PoSトークンの資金ロックのフェアさの非局在化について
田中さんのエントリ(PoSを採用する暗号通貨に未来はあるのだろうか – 田中コイン研究所 – Medium )をきっかけに考えはじめた命題として
「本当にPoSはアンフェアなのか?」
という問いがあります。
それでいろいろ調べまわって
It's counterintuitive but PoS is fairer than PoW - Will a higher stake make more money in PoS?
とか
Casperは資産を一定期間ロックする事による 「機会費用の損失」をリスクと考えるが、これはより多くの資産を持つ者に有利であるという点でこの問題を本質的には解決していない - コンセンサスアルゴリズムの比較メモ
のような双方の立場をみかけました。
今回フォーカスしたい点は
資産ロックは大口にとって有利でリスクにならない
です。
初見で私は
「資産ロックはリスクテイクだろ」
と思ってしまったんですが、どうも奇妙なひっかかりを感じたんですね。
「大口ホルダーは、ノーリスクにもハイリスクにも、どちらにもなりうるんじゃないか・・・?」
と・・・。
それで postalk で一人で考察してみました。
まず田中さん等PoS否定派の意見は直感的に理解できます。
大口ホルダーがトークン新規発行を牛耳り、新規発行分の売り圧力がインフレのように大口以外に直撃しかねない構造は
まさにねずみ講と呼ぶにふさわしい仕組みではないでしょうか
と表現するのも一理あるかもしれません。
ですが
「PoSはアンフェアだよね」という共通認識が広まると、 PoSトークンから資金が逃げ価格が下がり、 Stakeholderからすると「資金ロックはリスクである」という状況になり、 リスク量は資金ロック量に応じて大きくなるので、相対的にフェアになる。
という状況が考えられます。
さて、逆に
「PoSはフェアだよね」という共通認識が広まると PoSトークンからに資金が戻り価格が上がり Stakeholderからすると「資金ロックはリスクではない」という状況になり、 ノーリスクでbet可能になるため、相対的に アンフェアになる。
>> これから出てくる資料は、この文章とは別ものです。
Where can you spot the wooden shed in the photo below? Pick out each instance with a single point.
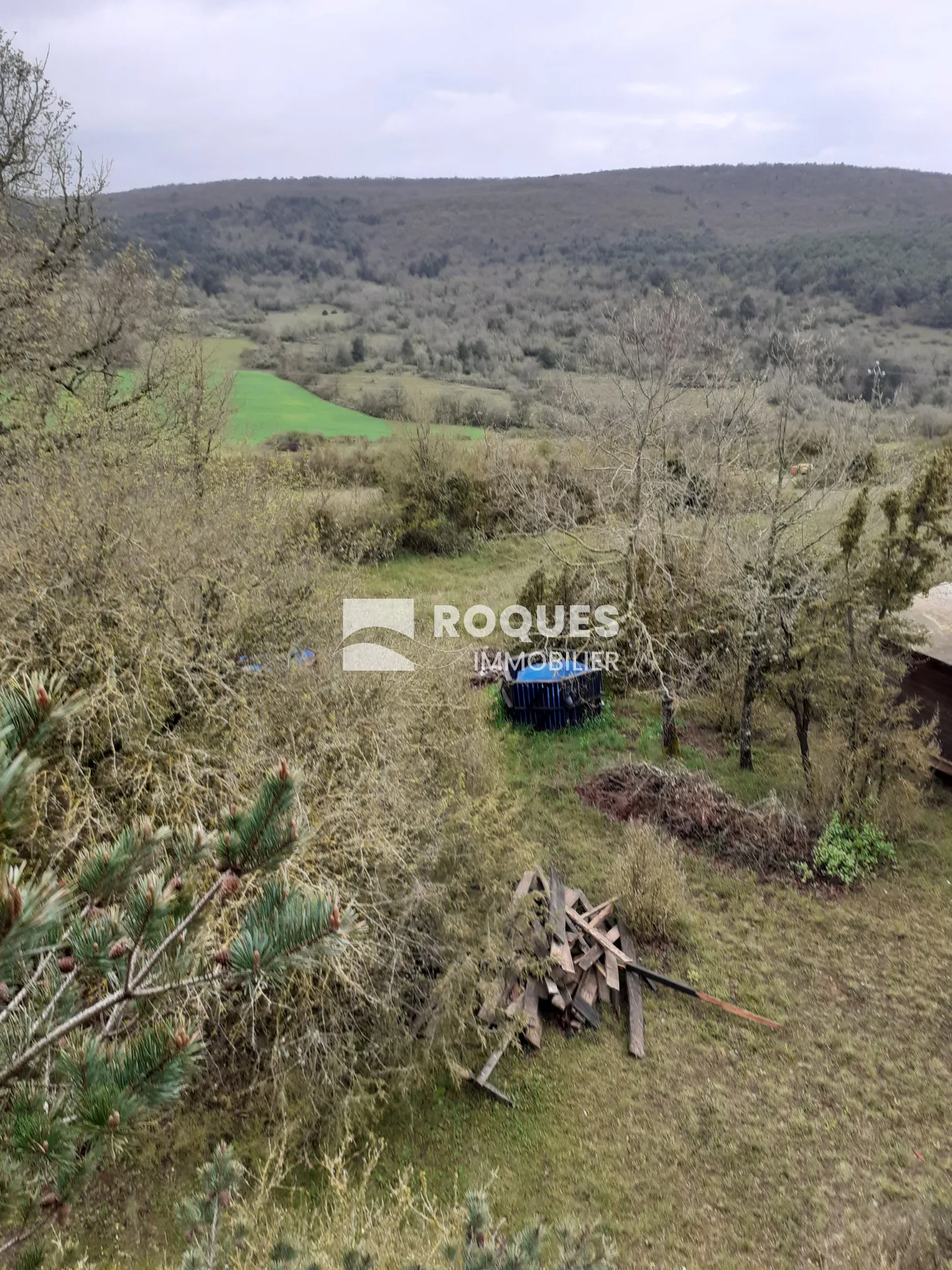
(930, 677)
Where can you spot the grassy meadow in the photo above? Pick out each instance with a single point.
(266, 405)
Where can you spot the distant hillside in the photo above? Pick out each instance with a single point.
(879, 238)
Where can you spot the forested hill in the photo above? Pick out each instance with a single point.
(880, 238)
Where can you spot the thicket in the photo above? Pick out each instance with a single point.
(173, 585)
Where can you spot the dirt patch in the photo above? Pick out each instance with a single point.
(767, 837)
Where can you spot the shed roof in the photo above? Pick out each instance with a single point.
(934, 611)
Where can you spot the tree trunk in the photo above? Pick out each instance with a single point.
(669, 732)
(802, 723)
(751, 681)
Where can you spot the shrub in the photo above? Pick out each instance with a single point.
(649, 881)
(846, 852)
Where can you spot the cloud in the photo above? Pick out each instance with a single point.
(202, 89)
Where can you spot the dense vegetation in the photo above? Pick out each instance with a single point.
(701, 456)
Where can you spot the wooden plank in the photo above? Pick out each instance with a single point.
(597, 915)
(556, 906)
(534, 1028)
(524, 883)
(594, 954)
(515, 1006)
(585, 1011)
(616, 1003)
(588, 987)
(600, 937)
(492, 1062)
(636, 1007)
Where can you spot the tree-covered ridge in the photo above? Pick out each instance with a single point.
(881, 240)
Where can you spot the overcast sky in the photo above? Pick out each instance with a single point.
(188, 90)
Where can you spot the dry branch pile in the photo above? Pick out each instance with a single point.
(767, 837)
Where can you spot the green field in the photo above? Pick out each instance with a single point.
(267, 405)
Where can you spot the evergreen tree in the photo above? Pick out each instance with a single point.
(201, 1216)
(97, 962)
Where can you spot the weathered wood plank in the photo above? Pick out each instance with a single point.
(588, 987)
(534, 1026)
(524, 883)
(585, 1011)
(556, 906)
(492, 1062)
(636, 1007)
(612, 970)
(598, 936)
(515, 1006)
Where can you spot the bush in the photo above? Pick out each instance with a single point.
(844, 852)
(649, 882)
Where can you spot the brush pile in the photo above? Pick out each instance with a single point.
(578, 955)
(768, 837)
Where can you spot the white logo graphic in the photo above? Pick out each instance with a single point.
(391, 615)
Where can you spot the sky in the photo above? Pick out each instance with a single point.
(192, 90)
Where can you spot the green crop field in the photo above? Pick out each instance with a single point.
(267, 405)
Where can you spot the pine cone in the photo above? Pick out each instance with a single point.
(232, 885)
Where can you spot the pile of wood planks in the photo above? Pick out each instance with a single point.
(589, 947)
(589, 958)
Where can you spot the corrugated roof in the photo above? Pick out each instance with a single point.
(935, 613)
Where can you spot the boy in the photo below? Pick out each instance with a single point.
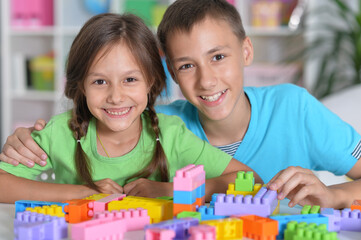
(270, 129)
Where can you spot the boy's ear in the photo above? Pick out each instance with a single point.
(247, 51)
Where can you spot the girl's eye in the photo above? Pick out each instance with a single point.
(218, 57)
(130, 80)
(186, 66)
(100, 82)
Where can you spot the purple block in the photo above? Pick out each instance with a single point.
(179, 226)
(31, 225)
(334, 219)
(350, 220)
(262, 204)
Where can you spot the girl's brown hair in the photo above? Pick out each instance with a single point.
(105, 31)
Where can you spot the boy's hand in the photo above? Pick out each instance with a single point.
(21, 148)
(143, 187)
(302, 187)
(107, 185)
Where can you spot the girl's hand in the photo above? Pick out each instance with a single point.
(107, 185)
(143, 187)
(21, 148)
(302, 187)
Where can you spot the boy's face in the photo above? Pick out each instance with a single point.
(207, 63)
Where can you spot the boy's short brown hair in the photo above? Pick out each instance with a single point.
(182, 15)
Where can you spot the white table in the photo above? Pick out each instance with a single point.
(7, 214)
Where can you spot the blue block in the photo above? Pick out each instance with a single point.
(308, 218)
(207, 213)
(184, 197)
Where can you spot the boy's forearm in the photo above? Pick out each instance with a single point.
(346, 193)
(14, 188)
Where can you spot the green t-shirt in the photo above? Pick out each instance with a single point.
(181, 148)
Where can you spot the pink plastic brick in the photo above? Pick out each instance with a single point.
(189, 178)
(159, 234)
(262, 204)
(102, 204)
(136, 219)
(202, 232)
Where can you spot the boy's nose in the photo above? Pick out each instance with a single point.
(207, 79)
(116, 95)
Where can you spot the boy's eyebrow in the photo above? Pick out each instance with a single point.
(209, 52)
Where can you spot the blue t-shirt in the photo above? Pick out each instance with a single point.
(288, 127)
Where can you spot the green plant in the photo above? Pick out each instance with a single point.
(336, 46)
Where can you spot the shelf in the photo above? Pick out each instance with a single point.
(283, 31)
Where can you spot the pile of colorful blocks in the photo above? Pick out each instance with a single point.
(247, 210)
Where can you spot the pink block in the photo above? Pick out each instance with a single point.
(159, 234)
(135, 219)
(202, 232)
(189, 178)
(98, 229)
(102, 204)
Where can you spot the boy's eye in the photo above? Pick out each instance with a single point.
(186, 66)
(218, 57)
(100, 81)
(130, 80)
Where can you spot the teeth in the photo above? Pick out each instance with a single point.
(118, 113)
(213, 98)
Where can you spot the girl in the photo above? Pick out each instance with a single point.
(114, 75)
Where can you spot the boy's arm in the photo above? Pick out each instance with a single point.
(302, 187)
(21, 148)
(14, 188)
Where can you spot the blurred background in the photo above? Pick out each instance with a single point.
(315, 44)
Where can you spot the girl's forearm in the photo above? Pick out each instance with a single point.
(14, 188)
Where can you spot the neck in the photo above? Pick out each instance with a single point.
(230, 129)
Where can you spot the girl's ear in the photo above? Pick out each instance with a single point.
(247, 48)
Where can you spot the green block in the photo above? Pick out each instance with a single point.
(186, 214)
(244, 181)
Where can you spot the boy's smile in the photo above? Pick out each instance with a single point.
(207, 63)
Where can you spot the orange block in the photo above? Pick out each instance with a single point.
(178, 208)
(78, 210)
(259, 228)
(356, 204)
という気づきを得ました。ややこしいですが、とても面白いですね。
そのとき私は気づいてしまいました。
「ベンゼン環だ・・・」
と。
ベンゼン環というのは電子配置が「非局在化(共鳴)」しています。
二重結合であり単結合でもあるような電子密度で安定してしまっている状態です。
固定的な構造だけを扱っていた古典力学では説明できないわけです。
やや話がそれたので要約して終わりとします
まず
- 「PoSはフェアである」 という主張をします。
- 共通認識が市場に広まります。
- 資金が流入します
- PoSトークン価格が増す方向に力が働きます。
- この状況下ではValidationのための資金ロックが大口にとってリスクではないです。
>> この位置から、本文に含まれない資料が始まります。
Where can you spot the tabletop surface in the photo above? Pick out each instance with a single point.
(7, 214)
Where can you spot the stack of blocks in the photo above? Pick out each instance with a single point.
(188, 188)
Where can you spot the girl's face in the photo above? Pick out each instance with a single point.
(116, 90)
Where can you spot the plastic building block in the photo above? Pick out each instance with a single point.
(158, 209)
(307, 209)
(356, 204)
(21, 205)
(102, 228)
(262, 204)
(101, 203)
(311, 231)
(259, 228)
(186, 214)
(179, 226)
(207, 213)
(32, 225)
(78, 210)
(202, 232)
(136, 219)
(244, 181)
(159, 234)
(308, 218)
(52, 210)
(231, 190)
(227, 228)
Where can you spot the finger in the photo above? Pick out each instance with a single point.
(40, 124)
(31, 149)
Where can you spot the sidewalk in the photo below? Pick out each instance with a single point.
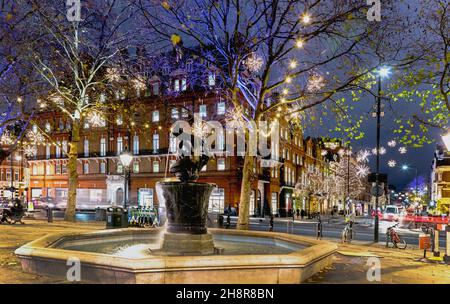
(397, 266)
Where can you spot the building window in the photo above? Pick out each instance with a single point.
(176, 85)
(58, 149)
(217, 200)
(203, 111)
(211, 79)
(86, 168)
(274, 202)
(172, 143)
(119, 120)
(155, 116)
(48, 151)
(136, 167)
(102, 146)
(155, 142)
(119, 145)
(221, 164)
(65, 150)
(156, 166)
(136, 145)
(58, 168)
(175, 114)
(155, 88)
(221, 108)
(86, 147)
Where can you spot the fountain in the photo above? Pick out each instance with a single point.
(185, 251)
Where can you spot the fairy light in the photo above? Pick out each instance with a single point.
(392, 143)
(392, 163)
(112, 74)
(306, 18)
(254, 63)
(402, 150)
(299, 43)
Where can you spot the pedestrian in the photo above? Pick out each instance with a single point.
(319, 227)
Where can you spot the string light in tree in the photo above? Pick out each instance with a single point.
(402, 150)
(96, 120)
(392, 143)
(6, 139)
(254, 63)
(235, 118)
(392, 163)
(363, 156)
(315, 82)
(30, 150)
(112, 74)
(35, 136)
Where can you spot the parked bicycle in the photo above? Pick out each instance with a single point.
(348, 234)
(393, 237)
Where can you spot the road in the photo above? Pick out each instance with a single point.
(334, 230)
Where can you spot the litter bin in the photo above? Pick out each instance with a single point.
(100, 214)
(116, 217)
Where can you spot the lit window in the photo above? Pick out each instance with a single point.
(175, 114)
(211, 79)
(86, 147)
(86, 168)
(156, 166)
(155, 88)
(203, 111)
(136, 145)
(136, 167)
(119, 145)
(103, 167)
(221, 108)
(155, 116)
(155, 142)
(221, 164)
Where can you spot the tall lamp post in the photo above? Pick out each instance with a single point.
(125, 159)
(382, 72)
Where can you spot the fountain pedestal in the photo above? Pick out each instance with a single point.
(187, 211)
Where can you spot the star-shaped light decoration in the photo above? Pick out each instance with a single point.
(392, 143)
(392, 163)
(362, 171)
(254, 63)
(363, 156)
(402, 150)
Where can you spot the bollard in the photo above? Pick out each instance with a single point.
(447, 244)
(436, 252)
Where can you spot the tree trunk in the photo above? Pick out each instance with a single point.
(244, 203)
(73, 174)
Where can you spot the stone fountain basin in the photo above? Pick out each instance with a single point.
(43, 257)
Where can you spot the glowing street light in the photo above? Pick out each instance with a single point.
(446, 140)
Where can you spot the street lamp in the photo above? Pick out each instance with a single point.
(382, 72)
(446, 140)
(125, 159)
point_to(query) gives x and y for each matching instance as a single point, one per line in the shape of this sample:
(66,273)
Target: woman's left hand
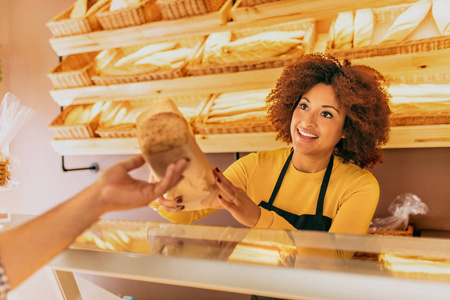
(236,201)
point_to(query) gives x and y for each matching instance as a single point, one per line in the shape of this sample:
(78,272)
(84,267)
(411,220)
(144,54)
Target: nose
(309,120)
- よって、このときは PoSはアンフェアになります。
PoSホルダーのポジショントークがどのように作られているのかがよくわかります。
さて、次に逆の立場からは
- 「PoSはアンフェアである」 という主張をします。
- 共通認識が市場に広まります。
- 資金が流出します
- PoSトークン価格が減る方向に力が働きます。
- この状況下ではValidationのための資金ロックが大口にとってリスクです。
- よって、このときは PoSはフェアになります
したがって
PoSがフェアじゃないと主張している人は、PoSをフェアにしてしまう方向に力を働かせていて、PoSがフェアだと主張している人はPoSをフェアでなくしてしまう方向に力を働かせている。
という動的な力学がPoSにはあると言えるかもしれません。
さて、
この「PoSにおけるフェアさの非局在化(Delocalized fairness of PoS)」についてみなさんどう思われますか?ご意見お待ちしてます。
P.S. 議論の相手を常に募集しています
Disclaimer: Tezos(PoSトークン)を保有しています。 Tezos勢はローンチまでしばらく身動きとれないので、正座してIOU価格に一喜一憂するしかありません。